Understanding the Process
While the specific steps in a foreclosure may vary from state to state, they typically include certain major actions. If you miss a mortgage payment, the lender will first contact you with a notice of delinquency or a notice of default (the name varies by state). This notice will outline what you need to do to bring the mortgage current. Most likely, you'll need to pay the entire amount owed plus a late payment penalty [source: Bryant].
If you're unable or unwilling to make the necessary payments, the lender may initiate a foreclosure sale. This can involve a suit brought against you by the lender, or it may involve a power-of-sale process, in which the lender conducts a foreclosure sale with judicial oversight but no lawsuit. The difference depends on state laws. In both cases, however, there may be opportunities to make a final payment to halt the foreclosure. More realistically, since the amount owed may be very high, you may be able to negotiate a payment plan with the lender at the start of this step.
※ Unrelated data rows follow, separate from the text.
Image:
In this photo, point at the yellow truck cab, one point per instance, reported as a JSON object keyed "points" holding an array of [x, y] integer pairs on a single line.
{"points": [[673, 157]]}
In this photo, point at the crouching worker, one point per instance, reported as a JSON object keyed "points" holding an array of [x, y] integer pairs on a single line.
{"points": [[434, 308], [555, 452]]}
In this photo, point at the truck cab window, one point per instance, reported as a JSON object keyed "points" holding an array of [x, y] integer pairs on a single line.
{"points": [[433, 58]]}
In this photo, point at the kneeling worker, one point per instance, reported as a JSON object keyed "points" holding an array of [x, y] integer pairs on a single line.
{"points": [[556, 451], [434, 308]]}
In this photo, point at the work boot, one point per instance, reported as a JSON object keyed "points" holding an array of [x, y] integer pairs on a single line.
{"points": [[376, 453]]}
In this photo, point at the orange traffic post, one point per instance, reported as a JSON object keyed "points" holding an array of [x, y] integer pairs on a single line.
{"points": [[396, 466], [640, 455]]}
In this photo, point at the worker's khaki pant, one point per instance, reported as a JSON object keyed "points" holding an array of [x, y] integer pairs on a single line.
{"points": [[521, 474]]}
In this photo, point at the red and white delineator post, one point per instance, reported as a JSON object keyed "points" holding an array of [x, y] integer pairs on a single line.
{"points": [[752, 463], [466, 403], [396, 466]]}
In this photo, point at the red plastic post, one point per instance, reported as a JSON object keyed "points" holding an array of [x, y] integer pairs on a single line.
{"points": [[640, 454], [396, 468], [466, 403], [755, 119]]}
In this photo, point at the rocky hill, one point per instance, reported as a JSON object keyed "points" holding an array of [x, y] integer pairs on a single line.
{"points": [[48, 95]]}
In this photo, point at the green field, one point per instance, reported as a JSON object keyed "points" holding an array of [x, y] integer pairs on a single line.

If you can't reach an agreement with the lender, they move forward with the foreclosure. Often, state laws require the lender to notify all parties attached to the property of the sale. This can be a time-consuming process, and as it adds steps to the foreclosure, it opens doors for fraud to take place.
Finally, once a house is sold through foreclosure, the lender may seek a judgment against you for any amount owed above and beyond what the sale generated. If the house you borrowed $100,000 to buy only fetches $80,000 at auction, you're still responsible for the remaining $20,000, and the bank can pursue you for that sum.